Isabel García
Mientras San Luis Potosí enfrenta problemas urgentes de inseguridad, servicios públicos deficientes y denuncias de corrupción sin resolver, el alcalde Enrique Galindo Ceballos optó por incluir en viajes internacionales a un funcionario señalado por presuntos abusos y con un proceso de juicio político en curso, lo que ha generado fuertes críticas por el uso discrecional de recursos públicos y la protección política desde el Ayuntamiento capitalino.
La ex trabajadora municipal Martha Erika Tapia cuestionó duramente la decisión del edil de llevar al regidor Jorge Alberto Zavala a ciudades como Madrid y Barcelona, bajo el argumento de su participación en la Feria Internacional de Turismo, pese a los señalamientos graves que pesan en su contra y que, hasta el momento, no han sido esclarecidos por la autoridad municipal.
Tapia lamentó que Galindo no solo minimice las acusaciones, sino que además premie y exhiba en escenarios internacionales a perfiles señalados por presuntas irregularidades, lo que dijo, refleja un patrón de encubrimiento, privilegios y protección política, mientras las víctimas enfrentan despidos, represalias y silencio institucional.

La denunciante recordó que, a mediados de 2025, fue despedida de manera injustificada tras señalar a Zavala de presuntamente exigir a trabajadores municipales identificados con el PRD entregar parte de su salario como condición para conservar su empleo.
A pesar de haber presentado documentación y pruebas, el alcalde calificó el caso como un “asunto entre particulares”, evadiendo cualquier responsabilidad institucional.

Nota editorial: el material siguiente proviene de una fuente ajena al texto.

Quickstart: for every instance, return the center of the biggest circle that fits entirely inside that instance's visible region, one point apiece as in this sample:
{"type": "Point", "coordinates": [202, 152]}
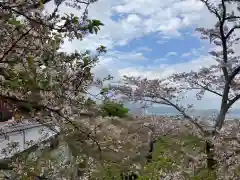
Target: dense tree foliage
{"type": "Point", "coordinates": [41, 82]}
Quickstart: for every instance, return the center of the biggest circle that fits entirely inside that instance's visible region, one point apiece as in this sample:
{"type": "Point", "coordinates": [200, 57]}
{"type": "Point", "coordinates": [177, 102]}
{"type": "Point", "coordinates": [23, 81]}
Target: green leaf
{"type": "Point", "coordinates": [41, 3]}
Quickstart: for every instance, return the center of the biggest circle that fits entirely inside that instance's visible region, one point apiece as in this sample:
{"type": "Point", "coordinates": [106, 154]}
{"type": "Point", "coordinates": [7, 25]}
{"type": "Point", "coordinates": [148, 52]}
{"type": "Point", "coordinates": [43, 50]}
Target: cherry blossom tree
{"type": "Point", "coordinates": [37, 79]}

Entre los señalamientos más delicados, Tapia afirmó que su hija habría sido obligada a firmar contratos y una declaración patrimonial, pese a no haber laborado nunca en el Ayuntamiento, apareciendo en nómina con un salario que según la denuncia, era cobrado por el propio regidor mediante una tarjeta bancaria.

A más de medio año de que estos hechos fueron expuestos públicamente, no existe sanción, investigación concluida ni postura clara del gobierno municipal.
Por el contrario, Zavala continúa participando en actividades oficiales y viajes internacionales financiados con recursos públicos, mientras las denuncias permanecen congeladas y sin respuesta.
Para la ex trabajadora, el mensaje del alcalde es claro, impunidad para los cercanos al poder y castigo para quien se atreva a denunciar.
“Mientras la ciudad enfrenta carencias y problemas reales, el Ayuntamiento prefiere gastar en viajes y proteger a funcionarios cuestionados, en lugar de rendir cuentas”, sentenció.